En réalité, ils ont très peu de connaissances sur ce qui ne les concerne pas dans l’immédiat (produits d’épargne, questions sur la retraite, assurances…). Les lacunes typiques dans l’information des jeunes et des jeunes adultes ont à voir avec la conscience du prix des biens et services (le coût de la vie) et l’évaluation correcte du premier salaire.
Les parents jouent un rôle fondamental dans l’approche que les jeunes ont de l’argent : ils sont la principale source de conseils dans ce domaine, et surtout l’exemple auquel le jeune se réfère pour aborder les questions financières.
Un point d’attention supplémentaire pour vous, parents : veillez à ce qu’il y ait une concordance maximale entre vos paroles et vos actes.

L’avis de la psychologue

« Les messages que les parents font passer sont primordiaux pour faire de leurs enfants des adultes responsables financièrement. Les parents devraient beaucoup plus aborder les sujets liés à l’argent dans les discussions familiales. Le niveau du premier salaire, les avantages et les désavantages d’un emprunt ou d’un achat à crédit, l’influence de la publicité et l’utilité des assurances… ces sujets sont encore trop peu abordés entre parents et enfants.
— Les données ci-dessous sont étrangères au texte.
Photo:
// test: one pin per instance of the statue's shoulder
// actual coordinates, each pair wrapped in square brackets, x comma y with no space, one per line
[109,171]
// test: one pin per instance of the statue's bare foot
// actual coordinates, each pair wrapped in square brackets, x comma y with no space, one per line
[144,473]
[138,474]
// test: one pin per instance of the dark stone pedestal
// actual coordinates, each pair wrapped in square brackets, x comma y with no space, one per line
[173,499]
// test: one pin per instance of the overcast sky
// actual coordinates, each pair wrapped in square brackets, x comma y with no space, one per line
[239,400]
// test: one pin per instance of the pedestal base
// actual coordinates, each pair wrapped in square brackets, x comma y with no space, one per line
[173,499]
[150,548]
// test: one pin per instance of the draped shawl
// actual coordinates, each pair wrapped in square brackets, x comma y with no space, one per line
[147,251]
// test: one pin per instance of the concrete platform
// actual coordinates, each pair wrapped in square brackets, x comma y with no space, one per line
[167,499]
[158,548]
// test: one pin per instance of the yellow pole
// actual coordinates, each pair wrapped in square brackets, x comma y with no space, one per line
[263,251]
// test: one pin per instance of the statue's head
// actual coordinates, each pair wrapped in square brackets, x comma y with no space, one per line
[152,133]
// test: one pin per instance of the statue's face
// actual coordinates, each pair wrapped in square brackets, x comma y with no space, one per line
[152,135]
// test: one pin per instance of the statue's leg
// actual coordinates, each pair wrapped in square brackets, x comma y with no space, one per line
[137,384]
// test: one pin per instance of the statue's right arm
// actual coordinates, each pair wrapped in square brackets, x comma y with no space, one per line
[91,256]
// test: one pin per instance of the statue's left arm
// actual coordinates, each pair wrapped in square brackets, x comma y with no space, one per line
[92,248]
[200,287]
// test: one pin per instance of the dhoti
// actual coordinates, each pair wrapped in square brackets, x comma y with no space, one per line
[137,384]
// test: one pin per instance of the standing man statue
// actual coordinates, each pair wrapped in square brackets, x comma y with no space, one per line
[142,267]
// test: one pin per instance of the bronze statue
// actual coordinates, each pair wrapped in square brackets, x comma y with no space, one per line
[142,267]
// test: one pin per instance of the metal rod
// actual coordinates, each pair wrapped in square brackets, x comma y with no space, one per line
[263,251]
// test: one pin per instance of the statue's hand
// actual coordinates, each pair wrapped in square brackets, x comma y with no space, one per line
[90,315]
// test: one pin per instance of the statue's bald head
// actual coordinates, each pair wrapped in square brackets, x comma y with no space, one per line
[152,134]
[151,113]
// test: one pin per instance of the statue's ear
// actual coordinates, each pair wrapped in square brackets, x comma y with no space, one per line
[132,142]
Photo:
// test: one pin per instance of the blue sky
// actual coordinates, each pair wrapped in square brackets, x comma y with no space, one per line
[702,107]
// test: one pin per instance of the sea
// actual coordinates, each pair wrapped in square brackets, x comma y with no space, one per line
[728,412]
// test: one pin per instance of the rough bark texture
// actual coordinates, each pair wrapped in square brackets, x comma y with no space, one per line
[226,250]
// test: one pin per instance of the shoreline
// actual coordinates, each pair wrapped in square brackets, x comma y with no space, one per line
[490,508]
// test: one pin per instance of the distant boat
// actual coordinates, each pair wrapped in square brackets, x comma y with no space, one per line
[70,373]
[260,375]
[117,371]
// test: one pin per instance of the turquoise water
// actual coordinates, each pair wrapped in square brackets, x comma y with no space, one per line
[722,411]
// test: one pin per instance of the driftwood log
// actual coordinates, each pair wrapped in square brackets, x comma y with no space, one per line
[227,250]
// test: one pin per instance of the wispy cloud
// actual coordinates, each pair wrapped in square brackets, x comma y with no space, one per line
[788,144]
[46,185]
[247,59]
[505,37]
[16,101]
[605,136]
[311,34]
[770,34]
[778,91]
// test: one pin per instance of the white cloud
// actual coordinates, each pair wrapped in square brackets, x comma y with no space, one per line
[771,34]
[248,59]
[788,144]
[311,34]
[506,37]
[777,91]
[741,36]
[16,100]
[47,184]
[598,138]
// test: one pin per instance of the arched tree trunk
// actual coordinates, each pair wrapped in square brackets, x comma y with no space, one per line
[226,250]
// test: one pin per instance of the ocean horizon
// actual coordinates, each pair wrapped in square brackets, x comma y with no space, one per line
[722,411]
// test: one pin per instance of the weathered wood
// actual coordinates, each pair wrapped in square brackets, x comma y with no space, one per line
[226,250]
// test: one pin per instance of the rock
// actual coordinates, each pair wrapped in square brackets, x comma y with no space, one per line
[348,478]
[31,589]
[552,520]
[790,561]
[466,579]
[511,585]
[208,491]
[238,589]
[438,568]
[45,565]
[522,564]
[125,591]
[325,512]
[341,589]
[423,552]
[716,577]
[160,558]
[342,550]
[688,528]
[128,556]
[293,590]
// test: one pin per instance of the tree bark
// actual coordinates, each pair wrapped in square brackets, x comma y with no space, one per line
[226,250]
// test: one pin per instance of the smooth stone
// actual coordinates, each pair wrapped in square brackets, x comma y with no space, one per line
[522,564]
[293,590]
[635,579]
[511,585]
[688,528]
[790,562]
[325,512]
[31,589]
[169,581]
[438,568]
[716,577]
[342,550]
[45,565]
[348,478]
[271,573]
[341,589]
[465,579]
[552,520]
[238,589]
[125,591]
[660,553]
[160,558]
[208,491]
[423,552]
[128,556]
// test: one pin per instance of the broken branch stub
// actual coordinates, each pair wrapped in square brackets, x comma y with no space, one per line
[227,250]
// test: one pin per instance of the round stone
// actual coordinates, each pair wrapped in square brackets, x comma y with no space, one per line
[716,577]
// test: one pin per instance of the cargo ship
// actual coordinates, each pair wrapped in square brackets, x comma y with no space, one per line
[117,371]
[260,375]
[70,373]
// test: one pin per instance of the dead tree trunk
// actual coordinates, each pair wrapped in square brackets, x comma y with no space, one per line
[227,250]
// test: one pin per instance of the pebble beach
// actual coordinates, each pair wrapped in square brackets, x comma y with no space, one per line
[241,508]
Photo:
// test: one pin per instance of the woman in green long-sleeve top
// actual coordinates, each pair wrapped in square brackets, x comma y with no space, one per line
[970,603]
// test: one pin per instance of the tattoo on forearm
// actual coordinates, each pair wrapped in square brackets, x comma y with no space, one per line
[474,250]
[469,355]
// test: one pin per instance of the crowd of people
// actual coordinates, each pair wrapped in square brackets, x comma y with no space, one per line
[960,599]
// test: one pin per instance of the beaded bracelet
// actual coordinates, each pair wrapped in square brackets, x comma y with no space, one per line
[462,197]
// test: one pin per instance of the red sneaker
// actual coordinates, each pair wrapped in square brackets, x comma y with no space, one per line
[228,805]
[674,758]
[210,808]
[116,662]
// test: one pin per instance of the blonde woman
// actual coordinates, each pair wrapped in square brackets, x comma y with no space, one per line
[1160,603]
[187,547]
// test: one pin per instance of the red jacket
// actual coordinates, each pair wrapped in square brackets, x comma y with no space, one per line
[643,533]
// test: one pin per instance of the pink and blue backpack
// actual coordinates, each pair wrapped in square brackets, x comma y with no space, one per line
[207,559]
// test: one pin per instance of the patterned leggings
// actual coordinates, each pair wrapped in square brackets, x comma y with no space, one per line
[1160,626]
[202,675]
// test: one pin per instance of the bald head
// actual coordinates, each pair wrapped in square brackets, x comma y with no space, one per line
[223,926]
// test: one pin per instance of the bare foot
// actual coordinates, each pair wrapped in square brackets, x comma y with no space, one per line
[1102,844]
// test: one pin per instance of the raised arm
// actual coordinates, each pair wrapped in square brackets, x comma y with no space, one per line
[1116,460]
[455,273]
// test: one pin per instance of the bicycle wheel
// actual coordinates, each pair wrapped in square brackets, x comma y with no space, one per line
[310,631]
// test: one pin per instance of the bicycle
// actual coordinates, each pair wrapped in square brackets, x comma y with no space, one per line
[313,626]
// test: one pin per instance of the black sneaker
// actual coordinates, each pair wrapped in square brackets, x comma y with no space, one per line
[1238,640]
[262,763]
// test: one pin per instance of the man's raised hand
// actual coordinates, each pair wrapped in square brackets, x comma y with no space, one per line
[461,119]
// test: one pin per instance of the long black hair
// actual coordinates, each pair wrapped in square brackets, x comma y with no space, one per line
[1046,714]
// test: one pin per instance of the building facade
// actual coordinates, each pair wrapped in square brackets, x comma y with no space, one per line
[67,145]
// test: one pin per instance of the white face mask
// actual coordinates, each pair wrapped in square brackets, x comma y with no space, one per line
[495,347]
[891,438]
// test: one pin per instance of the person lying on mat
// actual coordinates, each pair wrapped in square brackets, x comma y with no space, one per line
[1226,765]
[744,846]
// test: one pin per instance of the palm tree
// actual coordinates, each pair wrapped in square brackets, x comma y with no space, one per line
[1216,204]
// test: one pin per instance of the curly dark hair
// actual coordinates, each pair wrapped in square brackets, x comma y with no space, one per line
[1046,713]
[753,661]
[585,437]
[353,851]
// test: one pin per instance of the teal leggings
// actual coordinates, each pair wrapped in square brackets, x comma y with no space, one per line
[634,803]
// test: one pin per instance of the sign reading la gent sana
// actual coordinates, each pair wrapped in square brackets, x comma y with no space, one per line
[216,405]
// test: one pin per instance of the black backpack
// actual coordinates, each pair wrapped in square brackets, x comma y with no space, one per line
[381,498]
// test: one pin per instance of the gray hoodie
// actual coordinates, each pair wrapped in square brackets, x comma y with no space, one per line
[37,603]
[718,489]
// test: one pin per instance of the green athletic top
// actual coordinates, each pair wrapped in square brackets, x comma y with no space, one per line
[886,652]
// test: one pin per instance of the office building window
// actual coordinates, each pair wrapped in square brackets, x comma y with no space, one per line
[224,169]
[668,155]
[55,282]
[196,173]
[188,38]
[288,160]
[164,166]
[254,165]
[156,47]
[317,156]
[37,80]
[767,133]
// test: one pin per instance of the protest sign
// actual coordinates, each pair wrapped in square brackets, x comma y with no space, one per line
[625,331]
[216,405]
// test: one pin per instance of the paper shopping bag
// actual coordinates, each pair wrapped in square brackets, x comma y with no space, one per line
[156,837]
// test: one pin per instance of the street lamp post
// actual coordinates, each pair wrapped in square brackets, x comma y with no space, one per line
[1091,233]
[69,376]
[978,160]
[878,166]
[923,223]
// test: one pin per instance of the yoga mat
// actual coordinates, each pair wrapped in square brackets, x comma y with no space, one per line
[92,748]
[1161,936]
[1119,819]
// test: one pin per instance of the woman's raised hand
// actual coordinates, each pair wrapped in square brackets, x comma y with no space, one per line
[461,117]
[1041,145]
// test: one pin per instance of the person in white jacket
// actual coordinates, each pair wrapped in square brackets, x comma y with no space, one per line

Il y a encore beaucoup de tabous autour des questions liées à l’argent. Discuter du niveau du premier salaire, d’assurances et d’emprunts auprès de la banque est possible à partir du moment où les jeunes gagnent de l’argent pour la première fois en prestant un job d’étudiant. Donner des leçons sur l’achat à crédit peut en principe se faire à partir du moment où le jeune commence à faire des achats de manière autonome. »

Gaëlle Hoogsteyn

Ils en parlent...

Je bouche ses trous

« Fille unique de parents divorcés, Alicia a toujours été très gâtée. Aujourd’hui, malgré le fait qu’elle gagne bien sa vie, elle ne sait pas gérer son budget. Je paye beaucoup de choses pour elle (tout ce qui touche à sa voiture, par exemple) et quand elle a des frais exceptionnels (voyages, contraventions, factures d’eau…), elle me demande de l’aider. Je trouve qu’à son âge, elle devrait savoir gérer son argent. Je l’ai donc prévenue qu’à partir de janvier, je ne lui prêterai plus d’argent et je suis déterminée à tenir bon. »
Cassandra, une fille de 26 ans

J’ai toujours fait attention

« Ma mère n’avait pas beaucoup d’argent et j’ai toujours appris à faire attention. Ado, j’épargnais déjà une partie de mon argent de poche. Depuis que je travaille, j’économise aussi pour m’acheter un appart’. C’est vrai que la vie coûte cher, mais comme je vis avec mon copain, à deux c’est plus facile. »
Gwenaëlle, 25 ans

Au secours !

Un bébé, ça plombe le budget

Crèche, couches, lait infantile, soins médicaux, revenus réduits suite à une diminution du temps de travail… les jeunes adultes qui deviennent parents doivent très souvent revoir leurs priorités budgétaires et ont plus souvent du mal à boucler leurs fins de mois. Dans les jeunes familles avec enfant(s), le nombre de retards de paiement et de problèmes financiers est deux fois plus élevé que dans les ménages sans enfant. Les jeunes parents recourent plus souvent à des achats à crédit que les autres groupes de jeunes adultes. Ils déclarent aussi en majorité ne pas avoir assez d’argent pour économiser

La question

Y-a-t-il une différence entre les filles et les garçons dans la manière de gérer un budget ?

D’après l’enquête, les jeunes femmes ont plus de facilités à bien gérer leur argent que les garçons du même âge. Les jeunes hommes obtiennent un score inférieur à celui des femmes pour leurs aptitudes administratives (retrouver des documents, par exemple…), leur aperçu des revenus et dépenses et les achats plus responsables. Les hommes décident plus facilement de faire un emprunt et d’acheter à crédit. Ils sont aussi plus nombreux à dépenser immédiatement l’argent qui rentre et présentent par ailleurs plus souvent un ou plusieurs retards de paiement.